Use getPath instead of getRawPath to prevent doulbe encoding of the URI
Use getPath instead of getRawPath to prevent doulbe encoding of the URI to fix issue #3482.
See https://github.com/spring-cloud/spring-cloud-gateway/pull/3437
I'm not sure this is going to work. Consider the url "http://example.com/foo–bar foo" (that's an en dash, not a dash):
String url = "http://example.com/foo%E2%80%93bar%20foo";
URI uri = URI.create(url);
String path = uri.getPath();
URI uri2 = UriComponentsBuilder.fromUri(uri).replacePath(path).build().toUri();
uri2 is "http://example.com/foo–bar%20foo", so the space got re-encoded properly, but the en dash did not.
I'm not sure this is going to work. Consider the url "http://example.com/foo–bar foo" (that's an en dash, not a dash):
You are right, it only solves the issue for ascii characters because it seems UriComponentsBuilder does not encode anything else. I'm not sure if there is an easy solution. I have seen your PR (#3437), which would encode space and the en dash correctly. But for rewrite path it would do the regex on the encoded url which i guess no one expects when writing a rewrite rule.
@rworsnop @spencergibb Do you have an idea how we could support both, rewrite (applying regex) on the correct path and still maintain support for non-ascii?
@rworsnop it seems that neither jdks URI nor the UriComponentsBuilder from Spring escapes unicodes outside of ascii.
jshell> new URI("http", "localhost", "/te-st test", null)
$32 ==> http://localhost/te-st%20test
UriComponentsBuilder.fromUri(request.uri()).replacePath("/te-st test").build().toUri();
http://localhost:8080/te-st%20test
Yet, the code from PR is still working for unicode characters, because it seems the http-client or something after the filter is escaping the en-dash correctly. But I found another issue: While the URI from componentsbuilder with te-st is sending te%E2%80%93st and te set is sending te%20% there is an issue if you have both! If we leave the filter with the URI te-st test it gets send to the downstream server as te%E2%80%93st%2520test, so it is double-encoded again. Something in the spring chain is "detecting" the unicode character and decides to encode everything again. Maybe it is also somewhere in the JDK.
I've found a solution, it seems .encode() from the UriComponentsBuilder does encode everything correctly. It does not double encode the space. It still encodes the unicodes (see tests).
@spencergibb tests have also been added
@spencergibb Would it be possible to get either this fix or #3437 included in the next release?

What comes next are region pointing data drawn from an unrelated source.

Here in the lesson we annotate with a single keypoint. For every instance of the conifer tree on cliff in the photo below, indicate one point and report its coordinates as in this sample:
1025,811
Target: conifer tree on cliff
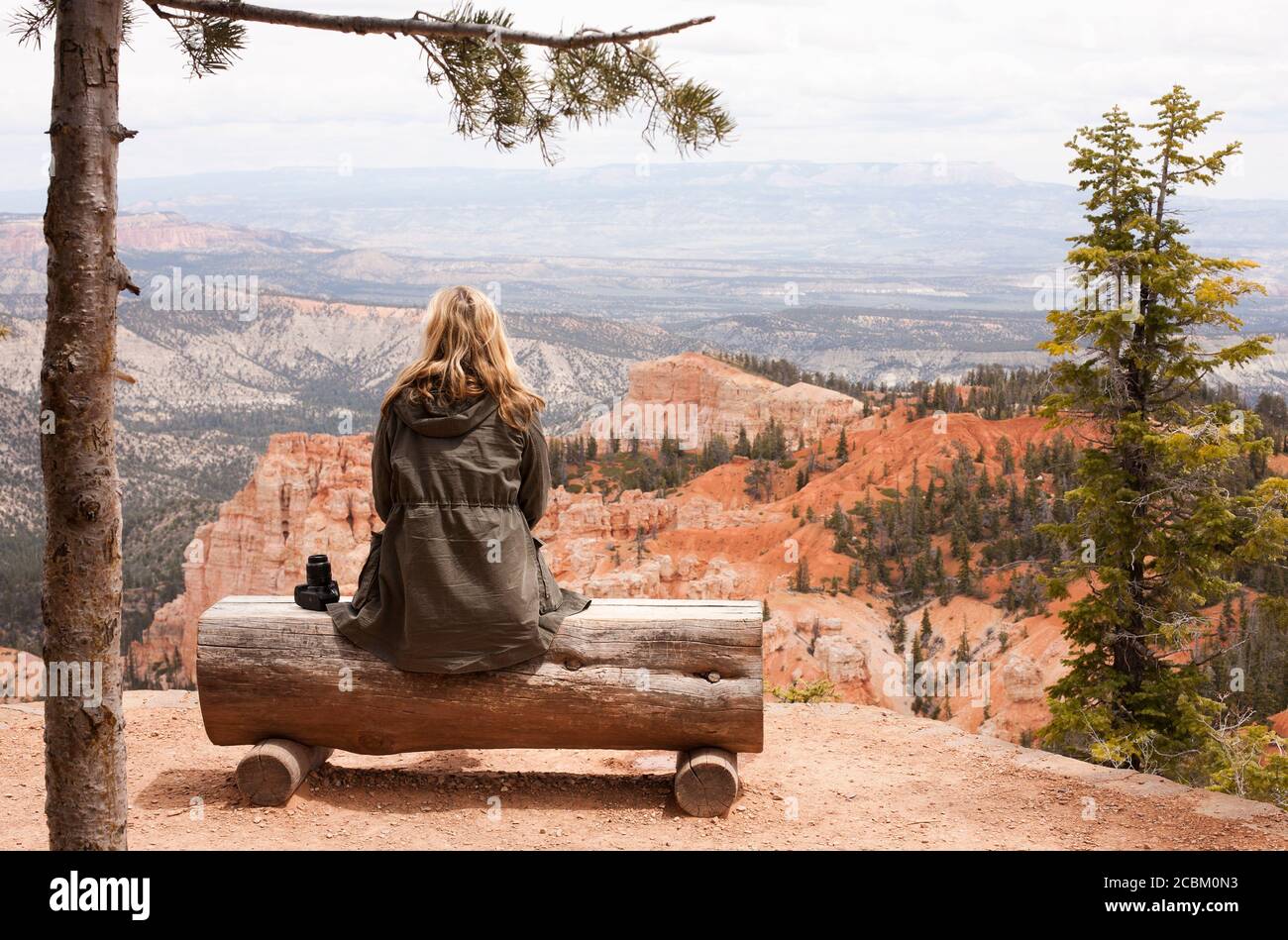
498,94
1155,531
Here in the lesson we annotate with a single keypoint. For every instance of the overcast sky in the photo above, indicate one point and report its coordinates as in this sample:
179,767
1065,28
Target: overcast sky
841,80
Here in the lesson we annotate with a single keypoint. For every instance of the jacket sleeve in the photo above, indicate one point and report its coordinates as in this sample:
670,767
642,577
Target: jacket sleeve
381,469
535,475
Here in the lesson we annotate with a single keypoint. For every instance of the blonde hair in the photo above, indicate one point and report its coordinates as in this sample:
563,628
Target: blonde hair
465,353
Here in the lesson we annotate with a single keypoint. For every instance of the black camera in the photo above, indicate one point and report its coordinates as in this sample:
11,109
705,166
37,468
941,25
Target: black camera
320,590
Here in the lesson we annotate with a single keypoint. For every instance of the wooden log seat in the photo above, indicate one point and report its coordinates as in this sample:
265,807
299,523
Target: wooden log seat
625,674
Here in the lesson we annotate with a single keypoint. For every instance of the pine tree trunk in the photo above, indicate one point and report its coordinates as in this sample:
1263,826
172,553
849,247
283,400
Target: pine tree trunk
85,796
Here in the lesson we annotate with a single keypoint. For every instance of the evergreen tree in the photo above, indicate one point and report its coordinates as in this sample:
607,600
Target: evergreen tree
1153,489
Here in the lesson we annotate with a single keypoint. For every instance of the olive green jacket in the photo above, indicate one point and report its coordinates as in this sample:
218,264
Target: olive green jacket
456,580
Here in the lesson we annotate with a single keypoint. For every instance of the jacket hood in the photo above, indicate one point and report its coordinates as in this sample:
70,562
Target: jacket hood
443,419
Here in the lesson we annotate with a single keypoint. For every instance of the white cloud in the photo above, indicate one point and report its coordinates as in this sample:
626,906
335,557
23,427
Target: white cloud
831,80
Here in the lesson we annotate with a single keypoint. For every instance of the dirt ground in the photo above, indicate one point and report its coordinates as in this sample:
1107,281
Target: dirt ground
831,777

We are also encountering this issue with spaces (and other special characters) encoding twice.
related https://github.com/spring-cloud/spring-cloud-gateway/issues/3657#issue-2767306840
I'm going to actively look at this class of problem in the next few weeks.
This is also addressed in https://github.com/spring-cloud/spring-cloud-gateway/pull/3658 which appears to address another double encoding issue, so I am closing this PR.
@ryanjbaxter there's an important difference that is only important for the rewritePath filter: The regex is applied on the path and I think everyone would assume, that the path is not escaped when writing a regex. Thats why I used getPath, so the method uses internally the unescaped string to apply the regex.
Should i try to add the code from here into #3658? Or should leave out rewritePath from #3658 and use this PR only for this filter?
Alternatively, I think my approach here would also work for all other filters, so we could also add the query-escaping code form #3658 here, but I haven't tested.
Now, #3658 has been merged without adding any fix for rewritePath (or any other filter except setPath and stripPrefix).
Can we reopen this?
Yes my bad, sorry about that!
@jensmatw Could you make the PR against the 4.1.x branch and resolve the merge conflicts?
@jensmatw can you sign your commits so the DCO check passes?